After feature generation, the first screening question is whether each window-derived variable is associated with the disease response. The screening output ranks candidate features by correlation with disease intensity.

screened <- screen_window_features(
  data = features,
  response_col = "disease_intensity",
  method = "spearman"
)

screened |>
  slice_head(n = 8) |>
  knitr::kable()

feature	metric	window	estimate	p_value	n_complete	p_adjusted
daily_mean_rh_mean_window_m10_m03	daily_mean_rh_mean	window_m10_m03	-0.7454545	0.0184138	10	0.7018308
daily_mean_rh_mean_window_m11_m04	daily_mean_rh_mean	window_m11_m04	-0.7090909	0.0275141	10	0.7018308
daily_mean_rh_mean_window_m12_m05	daily_mean_rh_mean	window_m12_m05	-0.6848485	0.0350915	10	0.7018308
daily_sum_rain_total_window_m10_m03	daily_sum_rain_total	window_m10_m03	-0.5151515	0.1328231	10	0.8676235
daily_mean_rh_mean_window_m13_m06	daily_mean_rh_mean	window_m13_m06	-0.5030303	0.1433668	10	0.8676235
daily_mean_rh_mean_window_m09_m02	daily_mean_rh_mean	window_m09_m02	-0.5030303	0.1433668	10	0.8676235
daily_sum_rain_total_window_m11_m04	daily_sum_rain_total	window_m11_m04	-0.4909091	0.1544427	10	0.8676235
daily_sum_rain_total_window_m16_m09	daily_sum_rain_total	window_m16_m09	-0.4787879	0.1660580	10	0.8676235

The plot highlights the strongest candidate windows. These are not final model results; they are a structured way to decide which timing periods deserve closer modeling and validation.

top_screened <- screened |>
  mutate(abs_estimate = abs(estimate)) |>
  arrange(desc(abs_estimate)) |>
  slice_head(n = 8) |>
  mutate(feature = factor(feature, levels = rev(feature)))

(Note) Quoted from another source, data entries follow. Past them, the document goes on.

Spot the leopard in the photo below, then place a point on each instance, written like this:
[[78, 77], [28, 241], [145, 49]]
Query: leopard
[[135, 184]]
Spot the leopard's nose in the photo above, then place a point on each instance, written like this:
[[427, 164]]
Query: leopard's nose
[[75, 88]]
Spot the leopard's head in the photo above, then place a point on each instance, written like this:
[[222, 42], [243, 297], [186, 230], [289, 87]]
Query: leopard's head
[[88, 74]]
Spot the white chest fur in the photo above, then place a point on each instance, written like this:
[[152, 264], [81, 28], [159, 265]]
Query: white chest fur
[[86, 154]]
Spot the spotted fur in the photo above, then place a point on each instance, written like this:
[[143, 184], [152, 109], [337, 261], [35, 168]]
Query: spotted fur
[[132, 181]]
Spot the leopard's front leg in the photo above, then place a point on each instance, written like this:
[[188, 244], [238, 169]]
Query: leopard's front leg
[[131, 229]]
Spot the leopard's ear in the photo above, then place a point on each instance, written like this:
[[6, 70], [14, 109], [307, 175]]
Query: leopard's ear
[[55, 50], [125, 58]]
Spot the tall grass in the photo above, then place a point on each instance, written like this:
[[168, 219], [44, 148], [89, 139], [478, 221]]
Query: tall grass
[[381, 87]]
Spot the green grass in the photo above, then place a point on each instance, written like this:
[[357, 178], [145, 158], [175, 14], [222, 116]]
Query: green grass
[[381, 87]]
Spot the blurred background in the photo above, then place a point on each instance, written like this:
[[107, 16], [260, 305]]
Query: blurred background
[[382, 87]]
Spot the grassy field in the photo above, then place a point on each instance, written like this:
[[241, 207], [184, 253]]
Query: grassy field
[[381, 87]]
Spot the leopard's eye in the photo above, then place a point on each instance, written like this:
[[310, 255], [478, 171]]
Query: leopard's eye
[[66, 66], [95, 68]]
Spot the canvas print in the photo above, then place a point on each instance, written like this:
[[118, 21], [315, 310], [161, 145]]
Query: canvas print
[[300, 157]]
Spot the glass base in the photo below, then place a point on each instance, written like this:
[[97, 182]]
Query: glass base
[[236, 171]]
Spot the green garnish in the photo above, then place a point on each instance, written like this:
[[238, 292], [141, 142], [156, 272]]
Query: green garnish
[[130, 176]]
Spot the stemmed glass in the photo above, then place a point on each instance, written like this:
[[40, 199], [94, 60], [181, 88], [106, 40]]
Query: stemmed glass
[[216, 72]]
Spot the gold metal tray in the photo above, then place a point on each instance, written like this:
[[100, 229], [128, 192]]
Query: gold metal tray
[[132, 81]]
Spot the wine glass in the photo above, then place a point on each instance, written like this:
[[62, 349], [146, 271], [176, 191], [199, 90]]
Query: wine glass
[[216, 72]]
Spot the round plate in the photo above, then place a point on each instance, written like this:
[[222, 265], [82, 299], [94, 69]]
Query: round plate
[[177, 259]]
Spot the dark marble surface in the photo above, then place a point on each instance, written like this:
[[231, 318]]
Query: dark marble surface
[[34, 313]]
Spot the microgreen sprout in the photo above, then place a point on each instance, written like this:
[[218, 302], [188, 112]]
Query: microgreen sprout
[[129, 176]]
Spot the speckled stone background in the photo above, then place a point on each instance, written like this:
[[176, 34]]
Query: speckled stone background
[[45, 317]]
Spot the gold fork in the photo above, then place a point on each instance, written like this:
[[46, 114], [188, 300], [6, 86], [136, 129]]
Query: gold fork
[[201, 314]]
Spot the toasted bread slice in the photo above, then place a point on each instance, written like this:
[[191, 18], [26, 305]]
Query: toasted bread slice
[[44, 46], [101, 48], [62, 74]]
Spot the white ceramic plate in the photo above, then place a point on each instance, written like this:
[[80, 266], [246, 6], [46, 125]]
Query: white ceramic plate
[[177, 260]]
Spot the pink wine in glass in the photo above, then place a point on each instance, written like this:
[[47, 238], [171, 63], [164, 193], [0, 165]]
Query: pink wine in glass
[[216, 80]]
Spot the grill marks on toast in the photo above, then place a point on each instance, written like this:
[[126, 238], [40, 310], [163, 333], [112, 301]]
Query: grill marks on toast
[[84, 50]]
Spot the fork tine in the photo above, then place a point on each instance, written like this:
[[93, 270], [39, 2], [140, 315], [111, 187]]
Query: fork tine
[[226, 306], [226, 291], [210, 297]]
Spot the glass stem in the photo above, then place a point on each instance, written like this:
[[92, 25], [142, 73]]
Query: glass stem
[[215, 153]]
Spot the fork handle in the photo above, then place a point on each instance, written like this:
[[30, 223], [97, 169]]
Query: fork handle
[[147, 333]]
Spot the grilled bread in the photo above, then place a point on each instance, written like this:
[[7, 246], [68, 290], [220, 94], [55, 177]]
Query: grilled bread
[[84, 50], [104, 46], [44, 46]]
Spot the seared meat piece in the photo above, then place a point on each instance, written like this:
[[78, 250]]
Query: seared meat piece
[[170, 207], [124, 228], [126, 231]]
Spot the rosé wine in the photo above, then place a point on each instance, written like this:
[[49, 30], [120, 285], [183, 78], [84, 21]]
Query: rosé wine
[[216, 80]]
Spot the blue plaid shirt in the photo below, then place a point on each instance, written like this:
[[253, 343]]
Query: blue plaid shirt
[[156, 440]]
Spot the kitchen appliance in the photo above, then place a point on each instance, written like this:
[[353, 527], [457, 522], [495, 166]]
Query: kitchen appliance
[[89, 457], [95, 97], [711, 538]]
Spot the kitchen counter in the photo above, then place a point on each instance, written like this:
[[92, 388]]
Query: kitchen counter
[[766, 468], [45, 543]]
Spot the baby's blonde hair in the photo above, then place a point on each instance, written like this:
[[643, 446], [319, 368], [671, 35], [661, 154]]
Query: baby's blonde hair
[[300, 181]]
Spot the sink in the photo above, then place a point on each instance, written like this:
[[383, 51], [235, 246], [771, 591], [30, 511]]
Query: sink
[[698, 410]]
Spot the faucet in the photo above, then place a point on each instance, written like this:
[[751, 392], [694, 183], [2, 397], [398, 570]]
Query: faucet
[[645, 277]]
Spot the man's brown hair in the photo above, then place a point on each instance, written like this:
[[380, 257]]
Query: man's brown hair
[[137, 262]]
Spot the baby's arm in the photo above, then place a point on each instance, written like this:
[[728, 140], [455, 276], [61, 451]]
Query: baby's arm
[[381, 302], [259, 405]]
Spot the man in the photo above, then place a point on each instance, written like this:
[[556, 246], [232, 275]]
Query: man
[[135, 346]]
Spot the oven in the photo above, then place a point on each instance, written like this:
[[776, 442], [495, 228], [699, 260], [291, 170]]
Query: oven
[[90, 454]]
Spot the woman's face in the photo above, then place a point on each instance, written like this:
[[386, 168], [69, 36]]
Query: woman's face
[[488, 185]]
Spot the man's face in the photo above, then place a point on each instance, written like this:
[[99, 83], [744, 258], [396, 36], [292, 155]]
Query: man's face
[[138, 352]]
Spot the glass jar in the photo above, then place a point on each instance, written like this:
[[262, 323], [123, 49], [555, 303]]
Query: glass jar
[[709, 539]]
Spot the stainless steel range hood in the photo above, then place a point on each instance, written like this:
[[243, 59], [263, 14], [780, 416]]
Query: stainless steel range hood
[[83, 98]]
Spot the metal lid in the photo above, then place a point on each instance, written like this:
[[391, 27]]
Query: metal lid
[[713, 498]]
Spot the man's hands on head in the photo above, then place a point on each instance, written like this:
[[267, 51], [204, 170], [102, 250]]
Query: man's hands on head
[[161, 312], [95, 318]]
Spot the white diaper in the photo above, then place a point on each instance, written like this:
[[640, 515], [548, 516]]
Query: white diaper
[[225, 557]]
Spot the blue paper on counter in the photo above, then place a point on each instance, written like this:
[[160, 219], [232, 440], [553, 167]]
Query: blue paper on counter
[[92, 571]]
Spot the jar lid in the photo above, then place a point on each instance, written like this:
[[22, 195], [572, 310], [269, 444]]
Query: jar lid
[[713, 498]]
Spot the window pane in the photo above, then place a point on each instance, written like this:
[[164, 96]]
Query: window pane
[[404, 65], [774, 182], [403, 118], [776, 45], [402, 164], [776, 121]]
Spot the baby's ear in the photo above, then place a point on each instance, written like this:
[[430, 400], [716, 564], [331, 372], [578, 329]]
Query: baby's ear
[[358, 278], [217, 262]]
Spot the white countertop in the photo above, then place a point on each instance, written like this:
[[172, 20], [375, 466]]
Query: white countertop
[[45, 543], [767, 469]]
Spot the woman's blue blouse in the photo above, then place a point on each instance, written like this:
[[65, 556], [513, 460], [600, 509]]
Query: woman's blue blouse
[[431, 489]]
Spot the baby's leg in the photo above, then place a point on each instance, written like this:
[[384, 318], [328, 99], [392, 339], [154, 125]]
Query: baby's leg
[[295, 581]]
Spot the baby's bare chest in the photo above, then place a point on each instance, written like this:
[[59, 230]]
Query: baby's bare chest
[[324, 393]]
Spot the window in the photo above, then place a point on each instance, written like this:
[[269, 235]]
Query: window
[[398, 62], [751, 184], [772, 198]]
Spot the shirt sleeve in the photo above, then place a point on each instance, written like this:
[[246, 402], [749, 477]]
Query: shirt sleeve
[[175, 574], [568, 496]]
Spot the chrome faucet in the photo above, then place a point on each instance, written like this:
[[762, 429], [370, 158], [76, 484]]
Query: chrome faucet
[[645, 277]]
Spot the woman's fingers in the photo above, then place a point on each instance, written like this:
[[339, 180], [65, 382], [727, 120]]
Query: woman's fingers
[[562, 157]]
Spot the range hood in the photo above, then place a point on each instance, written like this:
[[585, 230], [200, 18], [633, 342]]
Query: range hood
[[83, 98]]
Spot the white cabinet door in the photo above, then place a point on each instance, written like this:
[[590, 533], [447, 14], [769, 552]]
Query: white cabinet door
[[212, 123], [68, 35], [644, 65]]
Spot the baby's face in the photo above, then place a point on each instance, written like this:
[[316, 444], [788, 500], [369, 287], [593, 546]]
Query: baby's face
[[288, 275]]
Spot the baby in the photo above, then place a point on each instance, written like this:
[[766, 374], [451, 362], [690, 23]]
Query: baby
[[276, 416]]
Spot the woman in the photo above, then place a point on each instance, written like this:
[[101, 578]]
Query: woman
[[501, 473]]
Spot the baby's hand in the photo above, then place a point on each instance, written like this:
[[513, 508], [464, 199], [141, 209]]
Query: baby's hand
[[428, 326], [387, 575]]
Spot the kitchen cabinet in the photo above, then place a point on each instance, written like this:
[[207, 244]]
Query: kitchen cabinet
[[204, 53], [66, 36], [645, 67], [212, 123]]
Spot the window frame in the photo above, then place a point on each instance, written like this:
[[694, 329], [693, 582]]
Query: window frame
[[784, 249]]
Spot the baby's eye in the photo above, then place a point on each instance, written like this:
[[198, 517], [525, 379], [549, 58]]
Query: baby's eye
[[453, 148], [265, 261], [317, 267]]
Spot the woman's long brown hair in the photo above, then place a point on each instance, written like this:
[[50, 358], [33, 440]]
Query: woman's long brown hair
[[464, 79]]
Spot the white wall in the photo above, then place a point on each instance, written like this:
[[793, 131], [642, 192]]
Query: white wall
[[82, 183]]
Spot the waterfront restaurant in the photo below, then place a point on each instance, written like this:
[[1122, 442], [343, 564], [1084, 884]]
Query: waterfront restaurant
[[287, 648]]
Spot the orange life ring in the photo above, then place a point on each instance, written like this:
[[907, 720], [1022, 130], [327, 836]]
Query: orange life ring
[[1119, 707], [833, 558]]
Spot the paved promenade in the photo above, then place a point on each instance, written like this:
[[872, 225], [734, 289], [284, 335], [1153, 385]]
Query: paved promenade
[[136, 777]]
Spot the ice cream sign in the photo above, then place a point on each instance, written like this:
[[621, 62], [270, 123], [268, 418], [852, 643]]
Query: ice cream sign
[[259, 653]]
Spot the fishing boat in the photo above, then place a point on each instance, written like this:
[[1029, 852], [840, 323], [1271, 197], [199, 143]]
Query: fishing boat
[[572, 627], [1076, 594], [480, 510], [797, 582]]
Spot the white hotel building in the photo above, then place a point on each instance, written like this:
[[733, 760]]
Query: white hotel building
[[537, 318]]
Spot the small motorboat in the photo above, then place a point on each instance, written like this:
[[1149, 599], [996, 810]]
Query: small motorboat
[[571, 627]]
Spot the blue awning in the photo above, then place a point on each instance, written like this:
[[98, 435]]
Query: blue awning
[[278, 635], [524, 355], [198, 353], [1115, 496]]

ggplot(top_screened, aes(abs_estimate, feature)) +
  geom_col(fill = "#6ea87d") +
  labs(
    title = "Top screened windows",
    x = "Absolute Spearman correlation",
    y = NULL
  ) +
  theme_half_open()

ggplot2 chart showing weather data preparation or window-pane feature generation.

Recommended workflow

Prepare a long weather table with one row per site and time point.
Prepare an assessment table with one row per site and the reference date.
Choose candidate windows that match the biological question.
Use interpretable summaries for weather exposure.
Inspect one site before applying the workflow to the full dataset.
Screen and validate candidate predictors before using them in final models.